Ian has an MBA and is a real estate investor, former health professions educator, and Air Force veteran.

The way many people calculate averages doesn't necessarily give an accurate picture of investment returns. In this lesson we will compare geometric and arithmetic averages and learn how they impact investment return math.

Calculation of Returns

As an investor in stocks and bonds, Sam wants to know what kind of return on his investments he has made over the last five years. Specifically, Sam wants to know what his average return has been over that time period. But the exact method for calculating the true returns of an investment differs from the calculation of averages that most people think of. In the lesson ahead we will help Sam understand the difference between arithmetic and geometric averages.

The Arithmetic Average

When Sam thinks of an average, the first thing that comes to mind is his memory of figuring out averages on his school exams. He's thinking of this kind of average: if his last five test scores were 95%, 80%, 99%, 86%, and 90%, his average would be 90%.

This is an arithmetic average, and the formula for calculating it is (a + b + c + d + e) / n where n is the number of data points in the average. So if we plug in Sam's test scores, the equation is (95 + 80 + 99 + 86 + 90) / 5 = 90.

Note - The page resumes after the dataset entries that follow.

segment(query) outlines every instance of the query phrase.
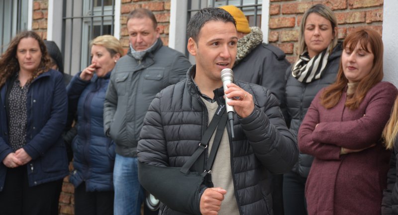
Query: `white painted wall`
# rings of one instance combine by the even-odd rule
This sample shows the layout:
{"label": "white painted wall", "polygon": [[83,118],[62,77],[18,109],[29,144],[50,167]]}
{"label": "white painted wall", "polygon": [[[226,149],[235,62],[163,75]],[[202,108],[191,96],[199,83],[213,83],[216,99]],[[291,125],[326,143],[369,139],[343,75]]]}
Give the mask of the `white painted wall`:
{"label": "white painted wall", "polygon": [[397,0],[384,0],[383,7],[383,80],[398,87],[398,4]]}

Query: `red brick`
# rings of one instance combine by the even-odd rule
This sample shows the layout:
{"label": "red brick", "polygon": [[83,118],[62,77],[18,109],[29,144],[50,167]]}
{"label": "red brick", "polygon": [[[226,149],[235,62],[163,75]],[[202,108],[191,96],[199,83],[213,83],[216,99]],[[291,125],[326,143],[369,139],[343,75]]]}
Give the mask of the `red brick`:
{"label": "red brick", "polygon": [[36,10],[40,8],[40,2],[35,1],[33,2],[33,10]]}
{"label": "red brick", "polygon": [[294,27],[295,22],[296,18],[294,17],[271,18],[270,19],[269,27],[271,29]]}
{"label": "red brick", "polygon": [[126,24],[127,23],[127,17],[126,16],[120,16],[120,24]]}
{"label": "red brick", "polygon": [[348,5],[351,9],[381,6],[383,3],[383,0],[348,0]]}
{"label": "red brick", "polygon": [[47,9],[48,8],[48,2],[47,1],[42,1],[40,3],[40,8],[41,9]]}
{"label": "red brick", "polygon": [[[382,26],[382,25],[366,25],[366,26],[361,26],[361,27],[365,27],[366,28],[368,28],[368,29],[370,28],[371,29],[373,29],[373,30],[374,30],[376,31],[378,33],[379,33],[379,34],[380,34],[380,36],[382,36],[383,35],[383,34],[382,34],[382,32],[383,32],[383,26]],[[356,29],[358,29],[358,27],[351,27],[348,28],[348,29],[347,29],[347,35],[349,34],[350,33],[351,33],[352,31],[353,31],[354,30],[355,30]]]}
{"label": "red brick", "polygon": [[275,31],[270,31],[268,35],[268,41],[276,42],[279,39],[279,32]]}
{"label": "red brick", "polygon": [[339,24],[365,22],[366,20],[365,11],[335,13],[335,14]]}
{"label": "red brick", "polygon": [[303,13],[316,2],[300,2],[282,4],[282,14]]}
{"label": "red brick", "polygon": [[62,191],[65,193],[73,193],[75,191],[75,188],[73,185],[71,183],[64,183],[62,186]]}
{"label": "red brick", "polygon": [[170,1],[165,2],[165,9],[170,10],[171,4],[171,3]]}
{"label": "red brick", "polygon": [[164,4],[164,2],[162,1],[150,2],[148,3],[143,3],[142,7],[148,9],[153,11],[160,11],[164,9],[164,7],[163,6]]}
{"label": "red brick", "polygon": [[120,39],[120,40],[122,46],[123,46],[123,47],[128,48],[130,41],[129,41],[128,38],[121,38]]}
{"label": "red brick", "polygon": [[273,45],[276,45],[279,48],[282,50],[286,54],[293,54],[293,43],[277,43],[272,44]]}
{"label": "red brick", "polygon": [[70,204],[71,196],[71,195],[70,195],[66,194],[65,193],[61,194],[61,195],[59,197],[59,202],[66,204]]}
{"label": "red brick", "polygon": [[288,61],[291,64],[293,64],[293,63],[296,62],[296,59],[297,59],[297,57],[294,56],[290,56],[286,57],[286,60],[288,60]]}
{"label": "red brick", "polygon": [[339,39],[344,39],[347,36],[347,28],[339,27],[337,28],[337,38]]}
{"label": "red brick", "polygon": [[42,20],[39,23],[39,27],[40,29],[47,29],[47,20]]}
{"label": "red brick", "polygon": [[130,11],[132,11],[134,9],[140,7],[141,7],[141,4],[137,4],[137,3],[132,4],[125,4],[121,5],[121,8],[120,8],[120,13],[128,13]]}
{"label": "red brick", "polygon": [[297,30],[282,31],[279,39],[281,42],[298,41],[298,31]]}
{"label": "red brick", "polygon": [[281,5],[271,4],[270,6],[270,15],[277,15],[281,13]]}
{"label": "red brick", "polygon": [[157,13],[155,14],[158,22],[168,22],[170,21],[170,13]]}
{"label": "red brick", "polygon": [[302,15],[298,15],[296,16],[296,19],[297,19],[297,25],[298,26],[299,26],[301,23],[301,20],[302,19]]}
{"label": "red brick", "polygon": [[74,209],[74,208],[72,206],[68,205],[61,206],[61,209],[60,210],[60,213],[61,214],[64,214],[67,215],[73,215],[74,214],[74,211],[75,210]]}
{"label": "red brick", "polygon": [[347,9],[347,0],[324,0],[322,3],[332,10]]}
{"label": "red brick", "polygon": [[165,33],[166,34],[169,34],[169,32],[170,29],[170,24],[166,24],[165,25]]}
{"label": "red brick", "polygon": [[383,8],[366,11],[366,23],[383,21]]}
{"label": "red brick", "polygon": [[43,12],[41,11],[33,12],[33,19],[43,18]]}
{"label": "red brick", "polygon": [[36,30],[39,29],[39,22],[38,21],[33,21],[32,22],[32,29]]}

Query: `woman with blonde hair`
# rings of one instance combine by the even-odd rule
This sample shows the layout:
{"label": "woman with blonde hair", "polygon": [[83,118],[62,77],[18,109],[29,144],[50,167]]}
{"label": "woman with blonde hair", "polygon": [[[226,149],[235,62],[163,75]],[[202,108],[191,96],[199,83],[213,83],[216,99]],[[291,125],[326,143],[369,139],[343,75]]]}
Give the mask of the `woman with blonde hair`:
{"label": "woman with blonde hair", "polygon": [[52,215],[68,175],[67,99],[43,40],[17,35],[0,57],[0,214]]}
{"label": "woman with blonde hair", "polygon": [[[300,55],[286,71],[285,103],[287,124],[297,137],[300,124],[311,101],[322,88],[336,79],[341,55],[337,42],[337,21],[333,11],[315,4],[304,13],[298,40]],[[283,179],[286,215],[306,213],[304,189],[313,157],[300,152],[298,161]]]}
{"label": "woman with blonde hair", "polygon": [[91,65],[67,88],[69,110],[78,116],[70,181],[75,186],[76,215],[112,215],[115,144],[103,132],[103,102],[110,72],[124,51],[110,35],[96,37],[90,46]]}
{"label": "woman with blonde hair", "polygon": [[386,148],[392,151],[390,170],[387,174],[387,188],[383,192],[382,214],[398,215],[398,97],[395,99],[391,116],[383,131]]}
{"label": "woman with blonde hair", "polygon": [[300,151],[314,157],[308,213],[379,215],[390,157],[380,140],[397,90],[382,82],[378,32],[357,29],[343,47],[336,82],[317,94],[298,130]]}

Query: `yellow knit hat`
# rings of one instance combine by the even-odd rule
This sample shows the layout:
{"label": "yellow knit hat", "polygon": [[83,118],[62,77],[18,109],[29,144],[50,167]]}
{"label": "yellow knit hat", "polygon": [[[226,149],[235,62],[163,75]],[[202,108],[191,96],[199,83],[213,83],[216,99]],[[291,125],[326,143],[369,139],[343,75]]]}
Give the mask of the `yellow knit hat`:
{"label": "yellow knit hat", "polygon": [[249,26],[249,22],[246,18],[245,14],[239,8],[232,5],[220,6],[220,8],[224,9],[229,12],[236,21],[236,30],[238,31],[249,33],[250,32],[250,28]]}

Using the same formula for calculating Sam's returns on his investments, we might say that if Sam's returns over the last five years were -3%, 5%, 10%, -2%, and 20%, the arithmetic average would be 6%. But the problem with using this formula for investments is that it treats each data point as unique. In other words, how Sam scored on each test has nothing to do with the score on the previous test. But in investing, returns are incredibly dependent on how the investment has performed previously. This means the arithmetic average could be misleading, so let's look at what happens when we use a formula that accounts for past performance.

The Geometric Average

The geometric average takes into account how an investment has previously performed when calculating the average return. Picture the following scenario: If an investment of $100 has a 100% return in year one followed by a negative 50% return in year two, the arithmetic average would be 25%. However, the final sum is still $100. Sam hasn't gained any actual return, and if anything, has lost money to inflation.